Cómo todo lo que en se semilla se vuelve fuerte
y crece en ramas, en hojas, en frutos, en tallos; para después ser donado al
universo que nos abraza en nuestro ser.
En nuestro devenir.
Sigo siendo, una y tantas y todas las palabras
ahí dibujadas, las del pasado que nos
veía saltar las calles entre los costales y las del ahora que en gritos
resisten, alimentan, sostienen este abrazo; ese abrazo de antes.
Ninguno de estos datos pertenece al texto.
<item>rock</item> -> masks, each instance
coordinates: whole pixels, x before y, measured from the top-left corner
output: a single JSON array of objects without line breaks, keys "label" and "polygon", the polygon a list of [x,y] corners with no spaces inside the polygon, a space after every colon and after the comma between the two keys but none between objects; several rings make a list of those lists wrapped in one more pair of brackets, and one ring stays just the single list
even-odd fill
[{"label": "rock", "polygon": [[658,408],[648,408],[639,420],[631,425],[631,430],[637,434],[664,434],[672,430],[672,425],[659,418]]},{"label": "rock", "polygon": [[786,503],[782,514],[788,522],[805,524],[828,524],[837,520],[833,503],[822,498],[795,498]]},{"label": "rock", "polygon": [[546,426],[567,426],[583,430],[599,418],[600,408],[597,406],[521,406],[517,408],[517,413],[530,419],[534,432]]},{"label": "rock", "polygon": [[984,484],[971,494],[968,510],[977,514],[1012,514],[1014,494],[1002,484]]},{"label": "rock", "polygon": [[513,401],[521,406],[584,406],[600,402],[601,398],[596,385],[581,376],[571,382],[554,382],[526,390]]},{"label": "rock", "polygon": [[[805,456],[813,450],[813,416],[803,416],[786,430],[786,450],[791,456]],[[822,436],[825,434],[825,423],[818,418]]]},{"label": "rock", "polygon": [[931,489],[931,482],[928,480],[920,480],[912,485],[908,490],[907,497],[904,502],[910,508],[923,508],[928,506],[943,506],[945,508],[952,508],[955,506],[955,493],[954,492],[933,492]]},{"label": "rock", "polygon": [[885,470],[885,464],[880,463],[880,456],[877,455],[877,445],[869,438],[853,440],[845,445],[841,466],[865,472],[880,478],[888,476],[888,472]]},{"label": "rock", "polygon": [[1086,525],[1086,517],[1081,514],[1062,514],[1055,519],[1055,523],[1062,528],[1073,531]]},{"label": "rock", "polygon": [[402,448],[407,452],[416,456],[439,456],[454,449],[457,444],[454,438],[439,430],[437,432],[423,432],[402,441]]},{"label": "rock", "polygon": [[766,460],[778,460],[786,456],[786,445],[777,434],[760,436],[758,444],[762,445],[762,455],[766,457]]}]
Sigo siendo y en resistencia me levanto a
seguir creyendo en la férrea esperanza, aquella que se desborda en manantiales
luminosos por entre nuestros pensamientos, aveces acabados, aveces sin
sentido. Sigo siendo en el poema que nos
ofrecen los nacimientos y los nuevos despertares, esos aromas que antes no
conocíamos y ahora nos remiten al profundo misterio de la felicidad.
Sigo siendo y así…seguimos siendo: Un grito que
nos recuerda que somos capaces de seguir, somos capaces de gritar, somos
capaces de andar por ahí con las piernas cansadas o llenas de vitalidad junto a
la manada que se ha construido en medio de los lamentos y de los buenos tiempos
y somos capaces también de transformar en círculos cósmicos, que nos llevan a
esa luz primera, la felicidad original.
Sigo siendo,
Sigo siendo.
Chikila.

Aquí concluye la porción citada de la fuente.